A&T Siding, Inc. v. Capitol Specialty Insurance Corp.

Summarized by:

  • Court: Oregon Supreme Court
  • Area(s) of Law: Contract Law
  • Date Filed: 10-08-2015
  • Case #: S062330
  • Judge(s)/Court Below: Landau, J. for the Court; En Banc.

Under the equitable doctrine of reformation, mistakes of law regarding the effect of the terms of the written agreement cannot be corrected by reformation of the contract.

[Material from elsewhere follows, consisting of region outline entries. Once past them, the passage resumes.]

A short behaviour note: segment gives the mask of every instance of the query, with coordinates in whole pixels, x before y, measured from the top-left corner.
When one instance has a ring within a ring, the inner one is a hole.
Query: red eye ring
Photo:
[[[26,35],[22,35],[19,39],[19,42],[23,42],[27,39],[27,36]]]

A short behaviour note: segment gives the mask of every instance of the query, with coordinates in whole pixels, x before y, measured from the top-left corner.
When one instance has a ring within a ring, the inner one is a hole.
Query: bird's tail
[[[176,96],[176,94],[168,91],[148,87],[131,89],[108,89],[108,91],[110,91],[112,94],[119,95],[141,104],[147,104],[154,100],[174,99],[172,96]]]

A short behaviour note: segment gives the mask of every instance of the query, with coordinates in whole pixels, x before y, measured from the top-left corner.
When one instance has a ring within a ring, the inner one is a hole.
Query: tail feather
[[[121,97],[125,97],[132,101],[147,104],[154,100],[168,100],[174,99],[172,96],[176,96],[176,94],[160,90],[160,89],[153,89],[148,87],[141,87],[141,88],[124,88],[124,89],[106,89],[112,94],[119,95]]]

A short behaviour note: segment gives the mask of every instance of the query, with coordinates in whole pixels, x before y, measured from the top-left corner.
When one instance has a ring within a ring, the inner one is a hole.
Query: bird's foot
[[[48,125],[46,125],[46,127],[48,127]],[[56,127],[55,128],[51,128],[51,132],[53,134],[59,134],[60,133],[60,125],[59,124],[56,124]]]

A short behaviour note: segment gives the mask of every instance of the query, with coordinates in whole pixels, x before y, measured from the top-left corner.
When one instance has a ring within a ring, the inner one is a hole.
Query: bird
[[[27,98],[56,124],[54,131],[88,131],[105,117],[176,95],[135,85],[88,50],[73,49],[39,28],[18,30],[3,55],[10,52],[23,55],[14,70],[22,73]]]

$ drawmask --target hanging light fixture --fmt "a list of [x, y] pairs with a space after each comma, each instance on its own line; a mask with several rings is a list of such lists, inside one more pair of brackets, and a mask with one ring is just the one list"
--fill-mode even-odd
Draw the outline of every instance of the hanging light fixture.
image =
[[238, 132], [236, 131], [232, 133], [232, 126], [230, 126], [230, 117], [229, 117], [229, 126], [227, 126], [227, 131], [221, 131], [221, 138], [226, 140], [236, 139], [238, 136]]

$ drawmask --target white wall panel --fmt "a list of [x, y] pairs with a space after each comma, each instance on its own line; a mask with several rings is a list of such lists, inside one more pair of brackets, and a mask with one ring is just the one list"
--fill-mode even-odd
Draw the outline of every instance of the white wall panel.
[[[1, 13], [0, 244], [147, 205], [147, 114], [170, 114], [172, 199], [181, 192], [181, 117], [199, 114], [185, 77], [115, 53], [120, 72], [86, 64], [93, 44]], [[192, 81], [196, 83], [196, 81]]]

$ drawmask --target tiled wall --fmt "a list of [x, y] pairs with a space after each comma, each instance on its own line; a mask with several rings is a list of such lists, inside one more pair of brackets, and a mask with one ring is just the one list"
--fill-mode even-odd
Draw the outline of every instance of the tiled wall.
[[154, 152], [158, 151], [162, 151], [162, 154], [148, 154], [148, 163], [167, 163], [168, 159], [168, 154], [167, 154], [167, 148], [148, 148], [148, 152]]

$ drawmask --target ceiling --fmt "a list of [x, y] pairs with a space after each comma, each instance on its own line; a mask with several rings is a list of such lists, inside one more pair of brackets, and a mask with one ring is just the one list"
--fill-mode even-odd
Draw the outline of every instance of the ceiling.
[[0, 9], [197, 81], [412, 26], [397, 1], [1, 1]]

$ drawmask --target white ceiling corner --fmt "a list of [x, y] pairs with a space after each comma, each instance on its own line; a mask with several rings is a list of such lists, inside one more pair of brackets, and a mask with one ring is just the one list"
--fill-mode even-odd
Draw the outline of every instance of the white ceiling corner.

The Court of Appeals for the Ninth Circuit certified the following question: Whether the parties may amend a settlement to revive the potential liability of an insurance company. The Court held that parties may amend a previous contract, but in order to invoke the equitable doctrine of reformation in Oregon, the parties needed to prove three factors by clear and convincing evidence: (1) an antecedent agreement to which the contract can be reformed; (2) a mutual mistake; and (3) the party seeking reform cannot have been grossly negligent. Wanting or intending for the terms of the original agreement to have a different outcome is not the same as an antecedent agreement that was not properly reflected in the contract. Additionally, the Court recognized a distinction between mistakes of law and mistakes as to the terms of the agreement. A mistake as to the terms of the agreement itself is not eligible for reform. However, mistakes of fact or mistakes of law as to the effect of an underlying agreement that resulted in a contract that does not accurately express the substance of the agreement may be reformed. The mistake in the case at issue was to the effect of the terms themselves and is therefore not eligible for reform.